A Bonferroni comparison with a Family Error Rate \(\alpha=0.05\) sets each test’s significance level to \(\alpha = 0.05 / 4 = 0.0125\), which corresponds to 98.75% two-sided CIs for the individual proportions.

Below I perform exact binomial tests of proportion for each of the four `n.games`

categories at the Bonferroni-adjusted significance level.
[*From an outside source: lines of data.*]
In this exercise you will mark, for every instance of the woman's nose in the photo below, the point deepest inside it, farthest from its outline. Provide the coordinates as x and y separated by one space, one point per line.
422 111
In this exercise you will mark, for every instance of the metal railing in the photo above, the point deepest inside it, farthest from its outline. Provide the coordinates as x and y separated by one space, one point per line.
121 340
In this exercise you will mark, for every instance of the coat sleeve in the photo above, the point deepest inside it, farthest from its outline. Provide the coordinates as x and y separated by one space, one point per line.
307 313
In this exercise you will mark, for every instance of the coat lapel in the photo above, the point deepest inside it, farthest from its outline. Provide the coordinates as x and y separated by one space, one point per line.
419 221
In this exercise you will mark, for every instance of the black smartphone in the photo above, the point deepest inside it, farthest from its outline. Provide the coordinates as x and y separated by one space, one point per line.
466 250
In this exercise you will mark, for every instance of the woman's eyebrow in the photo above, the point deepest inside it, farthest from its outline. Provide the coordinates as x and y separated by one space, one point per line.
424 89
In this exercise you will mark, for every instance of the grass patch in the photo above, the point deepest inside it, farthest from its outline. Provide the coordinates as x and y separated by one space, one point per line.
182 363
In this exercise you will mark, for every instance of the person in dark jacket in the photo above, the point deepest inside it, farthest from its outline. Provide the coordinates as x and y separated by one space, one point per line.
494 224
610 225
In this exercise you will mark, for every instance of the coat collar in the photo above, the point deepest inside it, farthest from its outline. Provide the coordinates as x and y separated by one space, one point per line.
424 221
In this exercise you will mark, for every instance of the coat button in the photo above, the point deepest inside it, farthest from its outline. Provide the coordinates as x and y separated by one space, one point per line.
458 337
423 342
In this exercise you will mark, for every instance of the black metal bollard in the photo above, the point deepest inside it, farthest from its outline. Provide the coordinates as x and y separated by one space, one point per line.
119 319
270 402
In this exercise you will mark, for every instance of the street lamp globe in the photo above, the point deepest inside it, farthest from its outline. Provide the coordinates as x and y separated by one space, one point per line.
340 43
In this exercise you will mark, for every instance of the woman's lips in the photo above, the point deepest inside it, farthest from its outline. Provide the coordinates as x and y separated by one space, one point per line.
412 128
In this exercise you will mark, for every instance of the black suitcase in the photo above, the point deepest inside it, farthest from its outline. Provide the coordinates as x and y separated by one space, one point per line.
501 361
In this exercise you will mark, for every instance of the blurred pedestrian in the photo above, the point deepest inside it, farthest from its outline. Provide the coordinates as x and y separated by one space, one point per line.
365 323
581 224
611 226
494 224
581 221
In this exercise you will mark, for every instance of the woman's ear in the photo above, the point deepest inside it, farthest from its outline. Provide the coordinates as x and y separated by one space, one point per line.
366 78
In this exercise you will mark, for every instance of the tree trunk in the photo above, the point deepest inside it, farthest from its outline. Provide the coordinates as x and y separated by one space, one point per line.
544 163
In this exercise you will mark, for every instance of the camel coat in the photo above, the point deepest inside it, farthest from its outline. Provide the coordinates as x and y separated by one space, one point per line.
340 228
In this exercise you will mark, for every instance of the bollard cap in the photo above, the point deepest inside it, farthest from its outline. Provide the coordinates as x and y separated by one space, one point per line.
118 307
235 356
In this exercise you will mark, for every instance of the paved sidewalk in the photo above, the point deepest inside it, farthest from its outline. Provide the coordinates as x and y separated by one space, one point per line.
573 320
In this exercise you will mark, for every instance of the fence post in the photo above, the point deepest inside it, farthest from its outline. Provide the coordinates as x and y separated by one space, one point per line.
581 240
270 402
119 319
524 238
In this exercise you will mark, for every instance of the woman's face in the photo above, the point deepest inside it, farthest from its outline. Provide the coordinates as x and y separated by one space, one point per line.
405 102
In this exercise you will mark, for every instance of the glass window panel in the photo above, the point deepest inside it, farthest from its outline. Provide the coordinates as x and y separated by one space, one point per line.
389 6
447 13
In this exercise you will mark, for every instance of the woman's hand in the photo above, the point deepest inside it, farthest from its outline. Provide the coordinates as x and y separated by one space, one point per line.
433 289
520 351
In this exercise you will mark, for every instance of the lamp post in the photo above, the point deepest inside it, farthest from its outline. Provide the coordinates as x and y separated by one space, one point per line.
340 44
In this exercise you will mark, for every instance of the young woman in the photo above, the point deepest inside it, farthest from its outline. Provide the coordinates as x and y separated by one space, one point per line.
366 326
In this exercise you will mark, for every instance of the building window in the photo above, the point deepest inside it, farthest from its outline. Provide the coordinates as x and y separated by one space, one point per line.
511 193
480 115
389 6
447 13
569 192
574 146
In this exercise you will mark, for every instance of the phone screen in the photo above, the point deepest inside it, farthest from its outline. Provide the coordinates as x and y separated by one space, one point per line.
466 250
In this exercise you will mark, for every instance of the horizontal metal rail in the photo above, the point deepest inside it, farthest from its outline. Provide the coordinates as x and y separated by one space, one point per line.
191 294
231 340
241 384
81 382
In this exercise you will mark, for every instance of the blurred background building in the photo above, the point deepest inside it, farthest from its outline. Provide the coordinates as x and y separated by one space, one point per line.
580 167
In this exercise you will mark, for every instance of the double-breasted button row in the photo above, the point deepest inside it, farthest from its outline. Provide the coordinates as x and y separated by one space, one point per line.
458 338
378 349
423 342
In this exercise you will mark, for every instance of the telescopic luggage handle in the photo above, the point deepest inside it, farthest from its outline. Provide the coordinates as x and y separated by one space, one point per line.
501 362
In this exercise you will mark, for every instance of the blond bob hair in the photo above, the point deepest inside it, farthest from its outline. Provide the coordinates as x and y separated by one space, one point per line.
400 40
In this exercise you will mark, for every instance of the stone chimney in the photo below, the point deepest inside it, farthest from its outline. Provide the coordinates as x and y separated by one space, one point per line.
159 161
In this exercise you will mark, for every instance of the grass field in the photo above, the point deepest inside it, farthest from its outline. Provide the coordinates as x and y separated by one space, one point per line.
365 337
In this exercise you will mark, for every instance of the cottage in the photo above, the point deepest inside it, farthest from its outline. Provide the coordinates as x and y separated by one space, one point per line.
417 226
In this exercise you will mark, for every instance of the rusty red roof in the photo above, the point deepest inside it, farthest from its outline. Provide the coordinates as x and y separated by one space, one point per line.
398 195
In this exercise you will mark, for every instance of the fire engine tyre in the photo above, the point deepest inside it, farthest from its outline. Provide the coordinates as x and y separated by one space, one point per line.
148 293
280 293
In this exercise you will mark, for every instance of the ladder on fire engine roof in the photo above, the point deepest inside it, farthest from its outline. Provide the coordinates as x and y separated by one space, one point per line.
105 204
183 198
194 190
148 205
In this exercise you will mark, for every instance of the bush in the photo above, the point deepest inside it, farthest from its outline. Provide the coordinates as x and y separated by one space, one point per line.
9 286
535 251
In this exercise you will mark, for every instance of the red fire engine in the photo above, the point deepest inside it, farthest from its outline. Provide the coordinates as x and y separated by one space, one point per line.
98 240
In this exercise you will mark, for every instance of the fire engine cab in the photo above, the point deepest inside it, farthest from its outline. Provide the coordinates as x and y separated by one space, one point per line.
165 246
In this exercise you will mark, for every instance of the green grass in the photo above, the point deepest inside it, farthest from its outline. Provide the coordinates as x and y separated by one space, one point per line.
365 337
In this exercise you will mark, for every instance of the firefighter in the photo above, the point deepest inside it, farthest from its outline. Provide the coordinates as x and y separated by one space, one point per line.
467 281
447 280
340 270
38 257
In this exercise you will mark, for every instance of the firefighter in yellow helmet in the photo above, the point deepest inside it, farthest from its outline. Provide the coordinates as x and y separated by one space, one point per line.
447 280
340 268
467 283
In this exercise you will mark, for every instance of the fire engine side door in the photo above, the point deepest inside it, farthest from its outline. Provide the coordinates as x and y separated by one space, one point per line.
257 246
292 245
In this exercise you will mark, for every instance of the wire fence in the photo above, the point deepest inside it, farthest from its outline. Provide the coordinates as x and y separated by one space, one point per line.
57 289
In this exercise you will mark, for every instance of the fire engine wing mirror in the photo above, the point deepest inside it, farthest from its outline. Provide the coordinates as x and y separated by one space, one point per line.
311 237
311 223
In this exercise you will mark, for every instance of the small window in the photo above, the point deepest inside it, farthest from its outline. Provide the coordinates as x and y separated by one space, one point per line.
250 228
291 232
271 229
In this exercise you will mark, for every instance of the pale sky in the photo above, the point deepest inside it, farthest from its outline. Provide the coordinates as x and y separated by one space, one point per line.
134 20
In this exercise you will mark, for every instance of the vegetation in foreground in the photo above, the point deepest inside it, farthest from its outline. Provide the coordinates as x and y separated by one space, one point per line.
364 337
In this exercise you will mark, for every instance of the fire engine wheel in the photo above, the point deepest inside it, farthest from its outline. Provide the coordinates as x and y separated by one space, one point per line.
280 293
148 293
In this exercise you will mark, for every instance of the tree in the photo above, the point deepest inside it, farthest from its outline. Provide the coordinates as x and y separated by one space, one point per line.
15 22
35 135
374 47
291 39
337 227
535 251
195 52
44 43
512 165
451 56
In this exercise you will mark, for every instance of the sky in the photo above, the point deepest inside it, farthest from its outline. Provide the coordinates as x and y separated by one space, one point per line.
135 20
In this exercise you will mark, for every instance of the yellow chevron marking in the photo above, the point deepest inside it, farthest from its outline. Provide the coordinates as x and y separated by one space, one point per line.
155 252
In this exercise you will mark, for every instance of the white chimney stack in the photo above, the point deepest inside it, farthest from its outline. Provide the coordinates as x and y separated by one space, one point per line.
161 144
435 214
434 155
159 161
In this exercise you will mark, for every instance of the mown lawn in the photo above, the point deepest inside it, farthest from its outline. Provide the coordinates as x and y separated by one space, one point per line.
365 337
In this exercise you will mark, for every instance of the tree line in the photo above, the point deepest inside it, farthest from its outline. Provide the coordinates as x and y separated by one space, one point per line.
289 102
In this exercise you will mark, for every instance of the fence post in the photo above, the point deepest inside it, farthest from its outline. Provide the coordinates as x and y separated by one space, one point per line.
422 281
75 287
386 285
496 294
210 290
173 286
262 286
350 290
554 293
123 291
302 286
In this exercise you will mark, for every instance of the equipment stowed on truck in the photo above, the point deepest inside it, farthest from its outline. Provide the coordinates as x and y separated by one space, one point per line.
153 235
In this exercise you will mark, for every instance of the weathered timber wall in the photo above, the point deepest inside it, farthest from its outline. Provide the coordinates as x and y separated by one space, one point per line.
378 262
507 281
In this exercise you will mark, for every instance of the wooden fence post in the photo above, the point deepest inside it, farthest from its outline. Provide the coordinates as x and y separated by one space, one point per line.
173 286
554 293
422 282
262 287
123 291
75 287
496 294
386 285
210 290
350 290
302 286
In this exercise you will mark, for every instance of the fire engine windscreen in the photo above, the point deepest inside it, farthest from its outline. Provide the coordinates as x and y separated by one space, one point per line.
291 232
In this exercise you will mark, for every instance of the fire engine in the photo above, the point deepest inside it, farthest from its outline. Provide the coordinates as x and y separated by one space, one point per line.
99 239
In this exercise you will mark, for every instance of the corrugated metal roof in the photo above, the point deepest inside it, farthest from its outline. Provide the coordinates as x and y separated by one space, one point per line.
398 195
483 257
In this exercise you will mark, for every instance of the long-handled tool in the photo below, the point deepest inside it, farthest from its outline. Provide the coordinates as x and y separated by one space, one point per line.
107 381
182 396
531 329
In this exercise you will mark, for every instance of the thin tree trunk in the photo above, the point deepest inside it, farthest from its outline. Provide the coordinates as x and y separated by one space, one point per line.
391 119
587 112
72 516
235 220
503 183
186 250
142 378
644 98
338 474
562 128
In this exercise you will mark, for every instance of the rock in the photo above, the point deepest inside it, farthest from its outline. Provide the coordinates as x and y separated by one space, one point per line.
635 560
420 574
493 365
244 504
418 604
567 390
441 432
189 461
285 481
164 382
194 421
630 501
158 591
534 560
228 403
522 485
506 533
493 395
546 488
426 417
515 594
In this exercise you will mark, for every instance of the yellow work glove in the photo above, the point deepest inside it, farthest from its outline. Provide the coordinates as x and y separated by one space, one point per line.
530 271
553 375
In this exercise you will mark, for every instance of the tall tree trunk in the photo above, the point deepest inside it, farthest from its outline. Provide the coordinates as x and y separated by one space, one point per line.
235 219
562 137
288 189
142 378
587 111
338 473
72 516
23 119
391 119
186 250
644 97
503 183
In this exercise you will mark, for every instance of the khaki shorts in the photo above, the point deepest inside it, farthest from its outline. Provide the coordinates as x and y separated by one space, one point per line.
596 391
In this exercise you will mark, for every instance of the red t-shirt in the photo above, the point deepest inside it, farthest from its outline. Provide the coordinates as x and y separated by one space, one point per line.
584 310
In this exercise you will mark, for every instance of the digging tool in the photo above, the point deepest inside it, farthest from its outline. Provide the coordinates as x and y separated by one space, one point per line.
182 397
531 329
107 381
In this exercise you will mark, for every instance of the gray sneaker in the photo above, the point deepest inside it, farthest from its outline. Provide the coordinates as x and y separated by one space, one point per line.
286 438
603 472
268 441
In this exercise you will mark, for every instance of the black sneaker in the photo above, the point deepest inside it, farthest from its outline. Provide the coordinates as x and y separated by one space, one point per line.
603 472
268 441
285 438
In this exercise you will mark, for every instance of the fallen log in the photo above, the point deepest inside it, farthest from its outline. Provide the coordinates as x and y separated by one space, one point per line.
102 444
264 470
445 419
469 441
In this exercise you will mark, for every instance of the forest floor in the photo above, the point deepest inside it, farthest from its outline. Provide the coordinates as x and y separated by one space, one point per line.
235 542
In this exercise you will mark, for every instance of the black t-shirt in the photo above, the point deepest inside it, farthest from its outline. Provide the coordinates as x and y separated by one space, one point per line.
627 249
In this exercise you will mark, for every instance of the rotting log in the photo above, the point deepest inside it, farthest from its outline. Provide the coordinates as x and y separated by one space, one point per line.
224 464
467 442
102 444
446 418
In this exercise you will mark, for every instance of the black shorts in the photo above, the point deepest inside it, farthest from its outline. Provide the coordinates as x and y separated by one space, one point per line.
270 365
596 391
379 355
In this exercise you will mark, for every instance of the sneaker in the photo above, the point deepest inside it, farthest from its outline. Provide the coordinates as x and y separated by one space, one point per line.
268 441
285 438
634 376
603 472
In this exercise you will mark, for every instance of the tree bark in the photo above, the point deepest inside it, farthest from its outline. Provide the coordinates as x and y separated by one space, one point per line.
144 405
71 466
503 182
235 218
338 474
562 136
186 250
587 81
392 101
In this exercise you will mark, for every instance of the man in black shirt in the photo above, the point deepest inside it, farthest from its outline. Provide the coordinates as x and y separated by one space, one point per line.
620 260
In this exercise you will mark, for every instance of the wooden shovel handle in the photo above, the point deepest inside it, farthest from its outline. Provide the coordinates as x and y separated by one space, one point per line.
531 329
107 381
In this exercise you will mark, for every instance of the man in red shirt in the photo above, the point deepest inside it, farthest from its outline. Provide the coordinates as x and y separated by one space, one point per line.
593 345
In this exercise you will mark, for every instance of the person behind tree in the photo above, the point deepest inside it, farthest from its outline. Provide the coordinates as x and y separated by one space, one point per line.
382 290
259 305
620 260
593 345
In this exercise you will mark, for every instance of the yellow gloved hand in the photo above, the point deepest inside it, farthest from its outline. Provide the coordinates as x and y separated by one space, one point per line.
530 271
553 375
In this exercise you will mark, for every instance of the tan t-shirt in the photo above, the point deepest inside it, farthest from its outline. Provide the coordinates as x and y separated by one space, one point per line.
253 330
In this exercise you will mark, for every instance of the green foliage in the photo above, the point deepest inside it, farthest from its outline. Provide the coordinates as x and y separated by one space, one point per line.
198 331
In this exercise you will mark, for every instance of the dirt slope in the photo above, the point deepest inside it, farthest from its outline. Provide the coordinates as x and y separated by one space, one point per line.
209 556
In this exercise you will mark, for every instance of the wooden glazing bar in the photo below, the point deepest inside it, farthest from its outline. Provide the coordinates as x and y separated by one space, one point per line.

I save the p-values and confidence intervals in a table along with the observed and census proportions in order to display the table below.

```
b.sum1 <- binom.test(games$obs[1], sum(games$obs), p = games$exp.prop[1], alternative = "two.sided", conf.level = 1-0.05/4)
b.sum2 <- binom.test(games$obs[2], sum(games$obs), p = games$exp.prop[2], alternative = "two.sided", conf.level = 1-0.05/4)
b.sum3 <- binom.test(games$obs[3], sum(games$obs), p = games$exp.prop[3], alternative = "two.sided", conf.level = 1-0.05/4)
b.sum4 <- binom.test(games$obs[4], sum(games$obs), p = games$exp.prop[4], alternative = "two.sided", conf.level = 1-0.05/4)
# put the p-value and CI into a data.frame
b.sum <- data.frame(
rbind( c(b.sum1$p.value, b.sum1$conf.int)
, c(b.sum2$p.value, b.sum2$conf.int)
, c(b.sum3$p.value, b.sum3$conf.int)
, c(b.sum4$p.value, b.sum4$conf.int)
)
)
names(b.sum) <- c("p.value", "CI.lower", "CI.upper")
b.sum$n.games <- games$n.games
b.sum$Observed <- x.table$obs/sum(x.table$obs)
b.sum$exp.prop <- games$exp.prop
b.sum
```

```
## p.value CI.lower CI.upper n.games Observed exp.prop
## 1 0.7254039649 0.1071502 0.3009732 4 0.1909091 0.2091867
## 2 0.0762731959 0.1286464 0.3316408 5 0.2181818 0.2960000
## 3 0.2008504757 0.1286464 0.3316408 6 0.2181818 0.2746768
## 4 0.0003005282 0.2603790 0.4957994 7 0.3727273 0.2201365
```

(2 p) State the conclusions of the four hypothesis tests above. (Note that the p-value is your guide here, not the CI.)

```
# Observed vs Expected proportions
library(ggplot2)
p <- ggplot(b.sum, aes(x = n.games, y = Observed))
# observed
p <- p + geom_point(size = 4)
p <- p + geom_line(aes(group = 1))
p <- p + geom_errorbar(aes(ymin = CI.lower, ymax = CI.upper), width = 0.1)
# expected
p <- p + geom_point(aes(y = exp.prop), colour = "red", shape = "x", size = 6)
p <- p + geom_line(aes(y = exp.prop, group = 1), colour = "red")
p <- p + labs(title = "Observed (w/98.75% CI) and Expected (red x) proportions")
p <- p + xlab("Number of games")
p <- p + expand_limits(y = 0)
print(p)
```

(2 p) Write one or two sentences of discussion. Speculate as to why the deviations are the way they are.